Deirdre Bair sobre Al Capone


En junio de 1895 el matrimonio formado por Gabriele y Teresa Capone llegó a Estados Unidos. Provenían de un pueblo de las afueras de Nápoles, y traían consigo a sus dos primeros hijos, Vincenzo, de tres años, y Raffaele, de diecisiete meses, y el denodado empeño de establecerse con éxito en la tierra de todas las promesas.
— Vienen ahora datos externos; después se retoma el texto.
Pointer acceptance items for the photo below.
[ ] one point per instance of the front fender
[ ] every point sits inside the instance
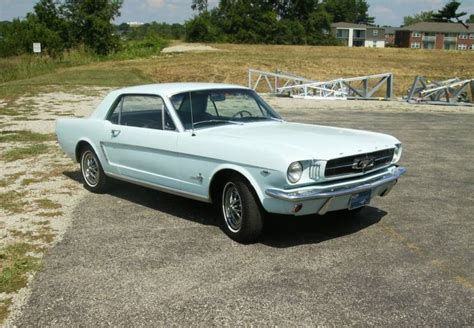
(259, 178)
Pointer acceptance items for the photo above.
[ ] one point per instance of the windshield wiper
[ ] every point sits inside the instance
(216, 121)
(262, 118)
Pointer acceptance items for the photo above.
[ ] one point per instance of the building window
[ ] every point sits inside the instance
(342, 34)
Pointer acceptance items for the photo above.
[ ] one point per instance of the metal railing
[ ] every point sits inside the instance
(452, 91)
(287, 84)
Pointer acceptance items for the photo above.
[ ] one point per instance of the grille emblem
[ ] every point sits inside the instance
(363, 164)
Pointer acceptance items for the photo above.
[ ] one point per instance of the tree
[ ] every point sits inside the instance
(449, 13)
(199, 5)
(470, 20)
(424, 16)
(92, 21)
(50, 14)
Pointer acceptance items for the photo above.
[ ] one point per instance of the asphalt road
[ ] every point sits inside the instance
(136, 257)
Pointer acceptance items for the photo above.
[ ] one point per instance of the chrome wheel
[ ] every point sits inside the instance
(232, 207)
(90, 168)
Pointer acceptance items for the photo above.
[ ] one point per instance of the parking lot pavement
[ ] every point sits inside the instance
(139, 257)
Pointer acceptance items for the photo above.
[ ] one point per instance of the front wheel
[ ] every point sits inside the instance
(93, 175)
(241, 212)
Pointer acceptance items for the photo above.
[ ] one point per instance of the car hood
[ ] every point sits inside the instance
(312, 141)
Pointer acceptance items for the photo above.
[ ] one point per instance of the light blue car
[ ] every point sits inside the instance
(223, 144)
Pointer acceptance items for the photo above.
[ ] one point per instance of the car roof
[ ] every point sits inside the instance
(169, 89)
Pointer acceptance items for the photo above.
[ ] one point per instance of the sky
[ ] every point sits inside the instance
(386, 12)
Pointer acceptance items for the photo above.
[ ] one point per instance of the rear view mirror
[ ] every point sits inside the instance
(217, 96)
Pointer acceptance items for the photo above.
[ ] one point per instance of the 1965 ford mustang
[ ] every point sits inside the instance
(223, 144)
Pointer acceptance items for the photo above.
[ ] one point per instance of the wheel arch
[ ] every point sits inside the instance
(80, 145)
(222, 173)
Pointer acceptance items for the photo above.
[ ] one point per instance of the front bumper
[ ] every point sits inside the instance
(332, 196)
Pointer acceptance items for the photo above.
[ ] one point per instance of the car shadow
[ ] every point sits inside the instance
(280, 231)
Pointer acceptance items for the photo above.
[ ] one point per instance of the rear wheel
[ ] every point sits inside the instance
(242, 217)
(93, 175)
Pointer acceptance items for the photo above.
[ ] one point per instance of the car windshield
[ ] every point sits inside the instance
(221, 106)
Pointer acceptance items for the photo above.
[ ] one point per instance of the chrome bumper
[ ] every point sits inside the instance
(339, 189)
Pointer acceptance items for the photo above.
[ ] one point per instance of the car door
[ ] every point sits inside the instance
(141, 142)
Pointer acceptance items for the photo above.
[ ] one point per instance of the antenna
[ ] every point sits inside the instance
(192, 119)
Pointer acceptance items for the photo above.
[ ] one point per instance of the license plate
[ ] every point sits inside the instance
(360, 199)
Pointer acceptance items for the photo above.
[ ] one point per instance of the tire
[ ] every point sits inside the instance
(238, 197)
(93, 176)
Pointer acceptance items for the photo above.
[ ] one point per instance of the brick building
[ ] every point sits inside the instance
(430, 35)
(359, 35)
(390, 35)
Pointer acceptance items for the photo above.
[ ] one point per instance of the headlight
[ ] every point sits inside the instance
(295, 170)
(398, 153)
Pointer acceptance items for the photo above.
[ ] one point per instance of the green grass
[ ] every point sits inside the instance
(4, 309)
(12, 201)
(29, 66)
(47, 204)
(25, 136)
(16, 264)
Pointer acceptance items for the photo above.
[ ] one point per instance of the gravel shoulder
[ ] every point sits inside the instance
(38, 183)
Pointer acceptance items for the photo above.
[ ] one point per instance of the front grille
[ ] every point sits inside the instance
(355, 163)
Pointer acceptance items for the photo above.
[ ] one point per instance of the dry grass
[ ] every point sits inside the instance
(320, 63)
(47, 204)
(18, 153)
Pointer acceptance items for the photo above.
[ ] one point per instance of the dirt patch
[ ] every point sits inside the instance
(184, 47)
(38, 190)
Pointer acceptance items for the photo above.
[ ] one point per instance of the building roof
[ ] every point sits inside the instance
(390, 30)
(439, 27)
(351, 25)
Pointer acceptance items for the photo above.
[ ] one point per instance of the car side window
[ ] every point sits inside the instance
(114, 116)
(143, 111)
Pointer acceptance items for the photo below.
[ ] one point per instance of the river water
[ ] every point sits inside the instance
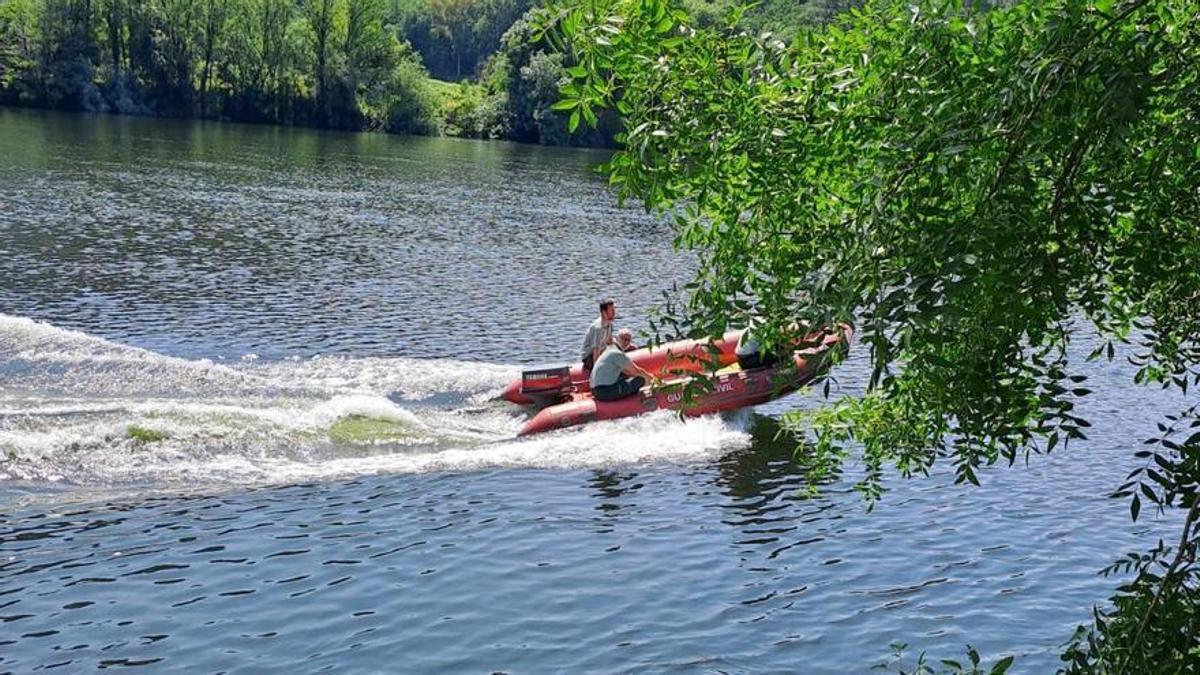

Gabriele no solo desembarcó con un oficio a cuestas (era panadero, aunque al poco de llegar tuvo que ganarse la vida como peluquero), sino que cargaba un tesoro de alguna manera extraño para aquellos tiempos: sabía leer y escribir.

Pronto se instalaron en Brooklyn, primero en las zonas más periféricas, pero fueron cambiando de lugar hasta afincarse en un barrio trabajador, donde la mezcla de nacionalidades no provocaba problemas en la convivencia y los inmigrantes se respetaban entre sí, sin importar el país de donde fueran oriundos. Allí nacieron sus otros seis hijos, el primero de ellos en 1899, quien fue bautizado Alphonse y a quien toda la familia llamaría Al. “Con diez o doce años pasaba por un joven de dieciséis o dieciocho”, escribe Deirdre Bair, la autora de Al Capone. Su vida, su legado y su leyenda. “Al igual que sus hermanos, era más alto que la mayoría de los italianos y de adulto, según quien lo dijese, medía un metro setenta y cinco o cerca de un metro ochenta. Cuando estaba en la flor de la edad pesaba más de cien kilos, alrededor de ciento quince, pero como era muy musculoso, llevaba bien el sobrepeso”.

En plena adolescencia Al conoció a Johnny Torrio, un italiano que manejaba una pequeña organización encargada de extorsiones a comerciantes, y que administraba los ingresos de una red de garitos y prostíbulos en Brooklyn. No tardó mucho para que se incorporara a la misma y se convirtiera en uno de los miembros preferidos del líder, y cuando este marchó a ampliar sus negocios a Chicago, lo encomendó a otro capo, el calabrés Frankie Yale. Trabajando en uno de los tantos tugurios de Yale y tras piropear a una muchacha, Al recibió tres tajos en la cara, cargando desde entonces con su célebre apodo, Scarface (Caracortada), y con el inútil esfuerzo por disimular las cicatrices de su mejilla izquierda.

El nuevo Rockefeller

Pendenciero, mujeriego empedernido, Al conoció a Mary Josephine Coughlin, a quien todos llamaban Mae, cuando trabajaba como operario en una fábrica de cajas de cartón y ella se desempeñaba como administrativa en el mismo lugar. Era una guapa chica irlandesa, de pelo rubio y ojos verdes…”, la describe Bair, y la muchacha se enamoró perdidamente. Al poco tiempo quedó embarazada y a fines de 1918 nació Albert Francis Capone (Sonny), único hijo de la pareja, quien soportó desde bebé y hasta bien entrada su adolescencia serios problemas de salud: Al le había contagiado sífilis a Mae y si bien ella nunca desarrolló síntomas, le había transmitido la enfermedad al niño.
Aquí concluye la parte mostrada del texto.